„Wie lange liegen Sie schon hier?“, wollte der Altwarensammler wissen.
„Eine halbe Stunde.“
„Sie Ärmster. Ihre Handgelenke sind ja schon ganz wundgescheuert.“
„Ich wollte die verdammten Fesseln abkriegen, aber sie sitzen zu stramm.“
„Wenn diese Banditen andere Dinge auch so gut könnten wie unschuldige Menschen wie Pakete verschnüren, was?“
Endlich fand Clips Duffy sein Messer. Er hatte es nicht gekauft, sondern auf der Deponie gefunden. Der Griff war mit handgeschnitztem Elfenbein verziert. Eine Rarität. Und eine Kostbarkeit, von der sich Duffy ausnahmsweise nicht trennen wollte.

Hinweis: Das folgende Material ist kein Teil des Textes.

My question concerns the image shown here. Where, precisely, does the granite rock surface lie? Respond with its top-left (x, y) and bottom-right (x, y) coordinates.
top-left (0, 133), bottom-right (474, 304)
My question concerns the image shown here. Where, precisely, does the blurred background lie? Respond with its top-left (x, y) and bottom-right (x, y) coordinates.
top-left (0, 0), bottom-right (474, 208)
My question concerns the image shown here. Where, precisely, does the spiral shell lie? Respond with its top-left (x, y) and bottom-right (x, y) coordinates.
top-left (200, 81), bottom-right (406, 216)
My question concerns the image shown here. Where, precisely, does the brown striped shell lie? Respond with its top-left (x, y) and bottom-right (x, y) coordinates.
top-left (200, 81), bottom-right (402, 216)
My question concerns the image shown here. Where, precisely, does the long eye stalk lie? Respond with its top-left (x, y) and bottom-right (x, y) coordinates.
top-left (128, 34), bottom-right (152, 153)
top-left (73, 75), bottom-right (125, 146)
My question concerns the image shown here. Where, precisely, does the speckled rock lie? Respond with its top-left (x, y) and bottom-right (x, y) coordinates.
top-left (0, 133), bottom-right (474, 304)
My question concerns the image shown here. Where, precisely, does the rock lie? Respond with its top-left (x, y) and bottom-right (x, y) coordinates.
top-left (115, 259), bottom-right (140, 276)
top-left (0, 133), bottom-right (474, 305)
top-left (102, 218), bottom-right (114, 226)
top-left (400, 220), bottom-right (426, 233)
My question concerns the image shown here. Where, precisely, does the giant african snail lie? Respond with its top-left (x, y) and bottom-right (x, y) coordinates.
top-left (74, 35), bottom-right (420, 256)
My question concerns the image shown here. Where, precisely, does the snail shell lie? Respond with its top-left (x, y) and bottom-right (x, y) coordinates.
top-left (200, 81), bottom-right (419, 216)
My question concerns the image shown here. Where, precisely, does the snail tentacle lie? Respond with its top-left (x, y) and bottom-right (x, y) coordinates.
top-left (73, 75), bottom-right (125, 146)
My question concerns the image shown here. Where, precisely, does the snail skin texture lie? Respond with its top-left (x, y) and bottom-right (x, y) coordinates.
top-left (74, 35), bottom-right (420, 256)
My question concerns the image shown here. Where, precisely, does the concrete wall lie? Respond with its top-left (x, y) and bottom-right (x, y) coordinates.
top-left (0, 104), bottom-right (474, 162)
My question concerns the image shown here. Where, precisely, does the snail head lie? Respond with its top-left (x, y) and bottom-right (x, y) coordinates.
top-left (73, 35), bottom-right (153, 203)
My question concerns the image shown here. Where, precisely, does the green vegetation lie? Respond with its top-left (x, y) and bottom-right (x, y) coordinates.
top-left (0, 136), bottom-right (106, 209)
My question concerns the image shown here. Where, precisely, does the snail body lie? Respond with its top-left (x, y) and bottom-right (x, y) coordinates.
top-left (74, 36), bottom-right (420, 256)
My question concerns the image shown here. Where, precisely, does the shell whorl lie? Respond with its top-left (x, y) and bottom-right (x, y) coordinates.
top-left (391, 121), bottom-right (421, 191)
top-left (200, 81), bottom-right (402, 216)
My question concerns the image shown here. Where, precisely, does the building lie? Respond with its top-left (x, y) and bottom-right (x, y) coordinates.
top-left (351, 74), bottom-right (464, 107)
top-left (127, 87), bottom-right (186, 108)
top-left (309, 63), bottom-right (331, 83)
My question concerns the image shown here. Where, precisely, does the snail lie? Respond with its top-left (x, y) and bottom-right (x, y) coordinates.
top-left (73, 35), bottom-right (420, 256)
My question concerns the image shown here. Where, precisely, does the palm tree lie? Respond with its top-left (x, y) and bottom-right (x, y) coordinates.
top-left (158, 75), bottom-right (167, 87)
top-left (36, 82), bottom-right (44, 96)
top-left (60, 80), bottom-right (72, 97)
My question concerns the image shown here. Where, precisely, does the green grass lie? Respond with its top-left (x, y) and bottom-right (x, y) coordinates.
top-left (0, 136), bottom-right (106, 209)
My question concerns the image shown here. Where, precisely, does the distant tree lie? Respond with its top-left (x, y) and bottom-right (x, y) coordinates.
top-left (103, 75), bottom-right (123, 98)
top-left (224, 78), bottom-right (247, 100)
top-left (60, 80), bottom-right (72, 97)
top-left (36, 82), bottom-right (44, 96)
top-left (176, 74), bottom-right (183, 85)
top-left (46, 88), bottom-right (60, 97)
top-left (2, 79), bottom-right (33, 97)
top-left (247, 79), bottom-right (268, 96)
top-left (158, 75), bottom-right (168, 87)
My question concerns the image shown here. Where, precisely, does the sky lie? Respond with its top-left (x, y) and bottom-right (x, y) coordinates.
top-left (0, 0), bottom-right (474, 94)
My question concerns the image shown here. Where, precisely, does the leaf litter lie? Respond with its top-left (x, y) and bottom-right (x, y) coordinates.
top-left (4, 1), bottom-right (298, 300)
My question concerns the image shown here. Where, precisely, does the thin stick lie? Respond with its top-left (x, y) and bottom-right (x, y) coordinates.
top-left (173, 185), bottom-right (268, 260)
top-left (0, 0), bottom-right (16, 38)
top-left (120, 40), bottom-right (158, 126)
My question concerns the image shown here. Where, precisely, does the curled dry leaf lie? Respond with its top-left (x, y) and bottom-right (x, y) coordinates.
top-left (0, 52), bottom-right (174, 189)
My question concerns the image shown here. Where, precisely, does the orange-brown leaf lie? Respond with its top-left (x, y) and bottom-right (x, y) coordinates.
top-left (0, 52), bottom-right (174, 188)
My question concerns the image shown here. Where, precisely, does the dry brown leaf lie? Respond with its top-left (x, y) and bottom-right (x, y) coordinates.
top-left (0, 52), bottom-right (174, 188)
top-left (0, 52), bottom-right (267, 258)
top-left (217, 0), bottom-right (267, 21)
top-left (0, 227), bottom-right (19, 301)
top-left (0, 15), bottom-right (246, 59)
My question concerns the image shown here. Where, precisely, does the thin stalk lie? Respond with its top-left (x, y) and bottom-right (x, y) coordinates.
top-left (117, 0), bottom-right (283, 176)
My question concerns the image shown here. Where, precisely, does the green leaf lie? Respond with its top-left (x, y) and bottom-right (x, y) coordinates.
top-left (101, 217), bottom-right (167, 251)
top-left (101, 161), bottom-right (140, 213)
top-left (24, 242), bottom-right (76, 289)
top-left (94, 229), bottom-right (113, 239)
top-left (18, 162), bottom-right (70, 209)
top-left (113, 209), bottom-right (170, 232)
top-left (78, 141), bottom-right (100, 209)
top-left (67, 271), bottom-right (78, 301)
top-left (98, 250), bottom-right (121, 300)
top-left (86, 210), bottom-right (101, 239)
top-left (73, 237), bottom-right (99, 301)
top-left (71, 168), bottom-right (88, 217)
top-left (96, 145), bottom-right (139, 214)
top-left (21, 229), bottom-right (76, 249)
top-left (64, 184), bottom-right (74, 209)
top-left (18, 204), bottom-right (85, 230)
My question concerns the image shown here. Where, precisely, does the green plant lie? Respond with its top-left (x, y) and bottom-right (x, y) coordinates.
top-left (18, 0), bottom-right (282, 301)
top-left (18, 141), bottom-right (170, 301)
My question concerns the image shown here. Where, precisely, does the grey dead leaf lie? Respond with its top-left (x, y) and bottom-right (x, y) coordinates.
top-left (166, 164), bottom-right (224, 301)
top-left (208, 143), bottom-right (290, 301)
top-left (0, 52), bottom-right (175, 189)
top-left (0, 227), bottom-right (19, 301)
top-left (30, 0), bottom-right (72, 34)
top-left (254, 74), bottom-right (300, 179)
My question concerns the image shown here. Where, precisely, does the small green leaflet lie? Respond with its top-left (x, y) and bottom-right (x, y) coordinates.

Rasch schnitt er die Stricke durch.
„So“, sagte er danach, und das Messer verschwand wieder in einer seiner Taschen. „Jetzt sind Sie frei, Mister. Wie fühlen Sie sich?“
„Es geht einigermaßen“, sagte Copeland.
„Soll ich Ihnen beim Aufstehen behilflich sein?“, fragte Clips Duffy fürsorglich.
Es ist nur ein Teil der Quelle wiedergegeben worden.